Certo, questo vorticoso processo di modernizzazione ha creato contraddizioni sociali e – soprattutto – livelli di diseguaglianza interna assolutamente non-socialisti. Ma essi erano difficilmente evitabili per un paese che volesse recuperare un gap economico così forte in così poco tempo. Non per niente, la dirigenza cinese ha impostato oggi la lotta alla corruzione (fonte primaria della diseguaglianza interna) come sua priorità politica. La Cina si è trasformata oggi nel più grande campo della lotta di classe mondiale. Una lotta di classe i cui esiti non scontati imprimeranno un segno distintivo al XXI secolo e che avviene tutta all’interno del Partito Comunista. Il quale, non a caso, tende ad essere un fattore di compromesso più che di repressione nei crescenti conflitti sociali che agitano il paese.

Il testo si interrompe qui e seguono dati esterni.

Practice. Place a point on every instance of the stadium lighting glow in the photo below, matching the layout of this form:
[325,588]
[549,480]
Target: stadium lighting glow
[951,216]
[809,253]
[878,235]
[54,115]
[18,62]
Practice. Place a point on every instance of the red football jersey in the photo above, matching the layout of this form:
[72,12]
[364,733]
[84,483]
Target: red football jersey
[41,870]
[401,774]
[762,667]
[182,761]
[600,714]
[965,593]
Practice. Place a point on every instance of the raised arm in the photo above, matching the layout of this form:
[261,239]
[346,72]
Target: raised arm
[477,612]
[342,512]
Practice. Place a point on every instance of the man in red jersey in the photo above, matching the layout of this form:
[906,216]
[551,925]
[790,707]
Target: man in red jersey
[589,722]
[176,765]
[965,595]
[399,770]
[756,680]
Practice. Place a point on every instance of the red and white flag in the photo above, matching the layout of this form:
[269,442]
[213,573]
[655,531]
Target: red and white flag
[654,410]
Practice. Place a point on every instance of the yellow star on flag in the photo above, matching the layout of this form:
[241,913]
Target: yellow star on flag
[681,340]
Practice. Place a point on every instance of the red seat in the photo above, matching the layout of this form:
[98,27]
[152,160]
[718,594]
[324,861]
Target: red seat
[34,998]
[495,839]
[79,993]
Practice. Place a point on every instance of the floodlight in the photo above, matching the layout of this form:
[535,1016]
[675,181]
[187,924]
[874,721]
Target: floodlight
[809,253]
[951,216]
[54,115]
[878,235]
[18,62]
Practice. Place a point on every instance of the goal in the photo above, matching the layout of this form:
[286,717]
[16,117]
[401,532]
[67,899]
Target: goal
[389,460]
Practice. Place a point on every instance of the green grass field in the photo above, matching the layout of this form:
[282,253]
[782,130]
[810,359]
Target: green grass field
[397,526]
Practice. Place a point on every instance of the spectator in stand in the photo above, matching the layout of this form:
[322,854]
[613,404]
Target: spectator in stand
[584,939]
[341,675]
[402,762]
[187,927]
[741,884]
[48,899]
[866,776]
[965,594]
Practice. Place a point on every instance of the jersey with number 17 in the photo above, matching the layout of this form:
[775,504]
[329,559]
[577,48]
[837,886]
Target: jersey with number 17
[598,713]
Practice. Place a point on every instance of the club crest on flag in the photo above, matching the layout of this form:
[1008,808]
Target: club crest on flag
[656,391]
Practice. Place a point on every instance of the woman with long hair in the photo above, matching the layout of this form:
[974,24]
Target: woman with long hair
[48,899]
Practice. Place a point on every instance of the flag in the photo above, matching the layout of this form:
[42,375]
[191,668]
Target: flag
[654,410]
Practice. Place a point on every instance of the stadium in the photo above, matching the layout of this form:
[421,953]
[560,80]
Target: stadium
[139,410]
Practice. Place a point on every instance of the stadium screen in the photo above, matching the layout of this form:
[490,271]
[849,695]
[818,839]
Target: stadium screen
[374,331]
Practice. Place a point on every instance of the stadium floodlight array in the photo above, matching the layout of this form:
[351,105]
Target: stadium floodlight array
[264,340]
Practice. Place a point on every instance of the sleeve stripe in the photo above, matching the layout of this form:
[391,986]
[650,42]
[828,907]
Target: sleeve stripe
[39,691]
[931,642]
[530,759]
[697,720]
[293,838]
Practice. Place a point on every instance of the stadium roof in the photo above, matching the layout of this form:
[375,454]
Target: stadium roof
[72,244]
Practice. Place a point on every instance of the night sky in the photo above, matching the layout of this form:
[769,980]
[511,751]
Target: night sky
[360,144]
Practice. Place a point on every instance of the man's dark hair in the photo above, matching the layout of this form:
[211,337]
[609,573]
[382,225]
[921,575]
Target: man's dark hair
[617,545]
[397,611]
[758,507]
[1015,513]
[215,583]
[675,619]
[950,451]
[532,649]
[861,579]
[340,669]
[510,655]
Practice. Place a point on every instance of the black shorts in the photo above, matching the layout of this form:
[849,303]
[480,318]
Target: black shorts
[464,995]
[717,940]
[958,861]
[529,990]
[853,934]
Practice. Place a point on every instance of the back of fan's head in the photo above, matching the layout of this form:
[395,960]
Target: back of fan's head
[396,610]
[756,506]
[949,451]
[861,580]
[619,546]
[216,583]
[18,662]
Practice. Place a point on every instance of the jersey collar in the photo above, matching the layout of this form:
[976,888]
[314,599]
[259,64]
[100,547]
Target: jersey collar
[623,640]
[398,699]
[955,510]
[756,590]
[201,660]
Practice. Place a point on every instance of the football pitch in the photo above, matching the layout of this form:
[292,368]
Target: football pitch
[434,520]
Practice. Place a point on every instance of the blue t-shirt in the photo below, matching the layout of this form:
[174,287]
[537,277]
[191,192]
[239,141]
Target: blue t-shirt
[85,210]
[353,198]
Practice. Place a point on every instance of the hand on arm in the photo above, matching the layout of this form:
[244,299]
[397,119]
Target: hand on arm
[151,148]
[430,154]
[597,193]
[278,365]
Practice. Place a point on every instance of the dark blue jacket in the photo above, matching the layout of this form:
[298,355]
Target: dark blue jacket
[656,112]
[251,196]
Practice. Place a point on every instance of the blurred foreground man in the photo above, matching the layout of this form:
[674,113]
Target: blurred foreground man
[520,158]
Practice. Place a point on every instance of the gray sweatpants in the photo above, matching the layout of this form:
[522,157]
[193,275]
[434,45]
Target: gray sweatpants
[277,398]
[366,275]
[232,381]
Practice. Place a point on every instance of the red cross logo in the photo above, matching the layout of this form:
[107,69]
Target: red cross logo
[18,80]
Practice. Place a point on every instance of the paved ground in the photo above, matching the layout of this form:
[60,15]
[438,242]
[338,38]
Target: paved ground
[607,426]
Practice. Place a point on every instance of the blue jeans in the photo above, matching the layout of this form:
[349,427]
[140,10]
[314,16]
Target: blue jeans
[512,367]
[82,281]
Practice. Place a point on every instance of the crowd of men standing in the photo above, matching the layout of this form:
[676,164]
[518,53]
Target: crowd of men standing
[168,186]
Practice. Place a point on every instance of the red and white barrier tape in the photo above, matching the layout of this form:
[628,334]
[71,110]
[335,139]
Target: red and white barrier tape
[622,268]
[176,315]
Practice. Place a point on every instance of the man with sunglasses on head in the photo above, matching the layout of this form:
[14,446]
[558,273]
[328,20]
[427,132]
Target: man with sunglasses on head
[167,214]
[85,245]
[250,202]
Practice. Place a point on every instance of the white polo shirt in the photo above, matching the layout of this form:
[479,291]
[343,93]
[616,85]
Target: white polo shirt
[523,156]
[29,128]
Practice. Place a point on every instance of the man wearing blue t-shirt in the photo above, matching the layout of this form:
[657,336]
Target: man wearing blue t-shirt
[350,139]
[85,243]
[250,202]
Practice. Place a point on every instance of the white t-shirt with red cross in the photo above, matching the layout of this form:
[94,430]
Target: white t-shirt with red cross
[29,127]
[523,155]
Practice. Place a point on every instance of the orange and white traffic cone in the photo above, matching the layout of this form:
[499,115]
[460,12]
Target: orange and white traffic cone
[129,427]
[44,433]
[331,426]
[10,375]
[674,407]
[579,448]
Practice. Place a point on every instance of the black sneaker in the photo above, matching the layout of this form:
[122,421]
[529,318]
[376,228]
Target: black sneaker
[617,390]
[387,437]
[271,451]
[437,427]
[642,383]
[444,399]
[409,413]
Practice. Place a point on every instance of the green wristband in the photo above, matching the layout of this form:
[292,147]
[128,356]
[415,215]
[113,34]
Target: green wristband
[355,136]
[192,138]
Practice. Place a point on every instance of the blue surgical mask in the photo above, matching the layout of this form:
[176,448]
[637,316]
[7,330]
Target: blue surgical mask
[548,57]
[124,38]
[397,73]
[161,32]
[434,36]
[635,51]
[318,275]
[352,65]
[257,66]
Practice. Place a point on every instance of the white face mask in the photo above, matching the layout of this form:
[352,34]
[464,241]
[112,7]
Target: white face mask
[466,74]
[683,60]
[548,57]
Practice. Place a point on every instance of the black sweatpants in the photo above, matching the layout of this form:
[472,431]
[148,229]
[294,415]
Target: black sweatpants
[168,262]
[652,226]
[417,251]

Con tutte le sue particolarità, la Cina di oggi rappresenta quello che l’Unione Sovietica ha rappresentato per gran parte del Novecento. Un modello economico alternativo a quello capitalista statunitense (e alle sue propagazioni democratiche in Europa e autoritarie in gran parte del resto del mondo). Un modello di economia mista a guida pubblica funzionale all’avanzamento tecnologico dell’umanità.
Un modello che già oggi mostra all’Europa capitalista che un’alternativa economica non solo è possibile, ma è anche preferibile. Starà quindi a noi capire capire se e come questa alternativa possa essere adattata alle nostre insopprimibili aspirazioni democratiche.